Artifact 4: Questions for Human

corpus-questions-YD-{siman}-{seif}.yaml

questions:
  - id: q1
    phase: B
    type: CLARIFICATION
    question: "Does 'beheima' include all domesticated animals or only cattle?"
    context: "Statement s1 mentions 'beheima tehora'"
    options:
      - "All domesticated kosher animals (cow, sheep, goat)"
      - "Only cattle specifically"
    default: 0
    source_hint: "Shach sk 1 may clarify"

  - id: q2
    phase: C
    type: MACHLOKET
    question: "Should we encode the Taz's lenient opinion on bedieved cases?"
    context: "Taz sk 3 permits bedieved when mixed unintentionally"
    options:
      - "Yes, encode as interpretation layer"
      - "No, follow strict Mechaber ruling only"
    default: 0
    implications:
      - "Option 0: More complete encoding, more complex"
      - "Option 1: Simpler encoding, may miss practical ruling"

  - id: q3
    phase: D
    type: CHAIN
    question: "The chain includes a disputed gemara interpretation. Use Rashi or Tosafot?"
    context: "Chullin 104b has competing interpretations"
    options:
      - "Follow Rashi (standard)"
      - "Follow Tosafot (stricter)"
    default: 0

Checkpoint Criteria

Before requesting human approval, verify:

  • [ ] Primary source text accurately fetched (Hebrew + English)
  • [ ] All TIER 1 commentaries fetched and classified
  • [ ] Derivation chain reaches authoritative source (Torah or explicit rabbinic)
  • [ ] All machloket identified with both positions documented
  • [ ] No unresolved blocking dependencies on other seifim
  • [ ] Questions formulated for any ambiguities
  • [ ] All four artifacts generated

Session State Update

After completing corpus preparation:

current_phase: corpus-prep
target_seif: "YD:87:1"
checkpoints:
  corpus-prep:
    status: pending_review
    artifacts:
      - .mistaber-artifacts/corpus-report-YD-87-1.md
      - .mistaber-artifacts/corpus-sources-YD-87-1.yaml
      - .mistaber-artifacts/corpus-chain-YD-87-1.mermaid
      - .mistaber-artifacts/corpus-questions-YD-87-1.yaml
    complexity_score: 6
    questions_count: 3

Troubleshooting

"Reference not found in Sefaria"

The reference format may be incorrect.

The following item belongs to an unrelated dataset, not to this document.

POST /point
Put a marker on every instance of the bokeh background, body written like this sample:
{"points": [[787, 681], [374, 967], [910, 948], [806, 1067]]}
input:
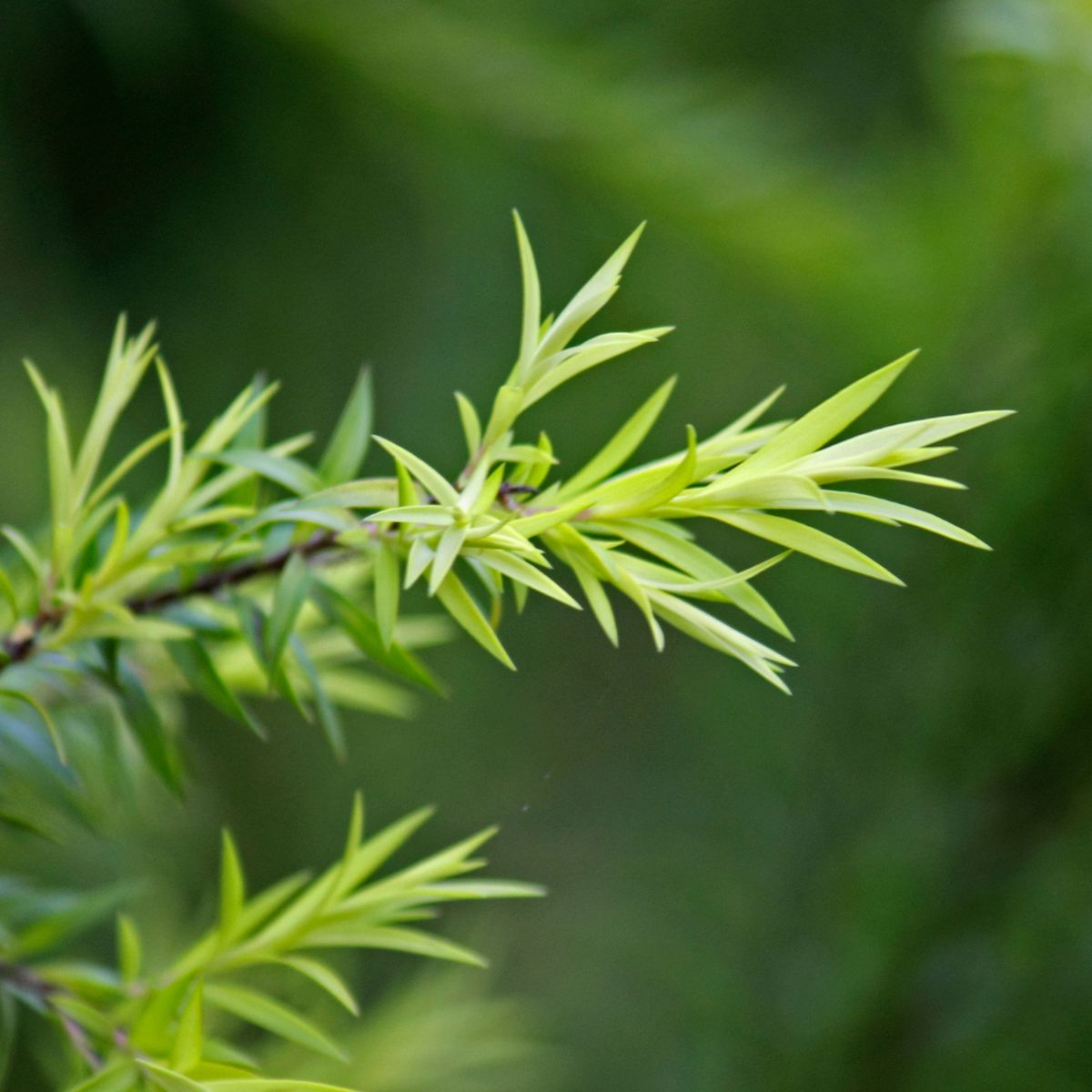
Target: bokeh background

Try:

  1. Use full reference: "Shulchan Arukh, Yoreh De'ah 87:1" not "YD 87:1"
  2. Check spelling of siman name
  3. Use clarify_name_argument() to find correct format

"Cannot fetch commentary"

Some commentaries have limited coverage in Sefaria:

  1. Check if the commentary exists for this seif
  2. Try alternative commentary in same tier
  3. Note as "requires manual research" in questions

"Derivation chain incomplete"

Not all sources are linked in Sefaria:

  1. Document the gap in the report
  2. Add manual research note
  3. Proceed with available chain
  4. Human reviewer can provide missing links

"Too many machloket identified"

If the skill identifies 5+ machloket, the seif may be too complex:

  1. Consider breaking into smaller units
  2. Focus on primary machloket first
  3. Create follow-up tasks for secondary disputes

Best Practices

  1. Verify Hebrew text carefully - Translation errors can propagate through the entire encoding
  2. Read TIER 1 commentaries fully - Even sections that seem unrelated may affect encoding
  3. Document uncertainty - Better to flag questions than assume incorrectly
  4. Check cross-references - A seif may depend on rulings from another siman
  5. Score conservatively - Underestimate complexity leads to surprise difficulties

Next Phase

After Checkpoint 1 approval, proceed to HLL Encoding.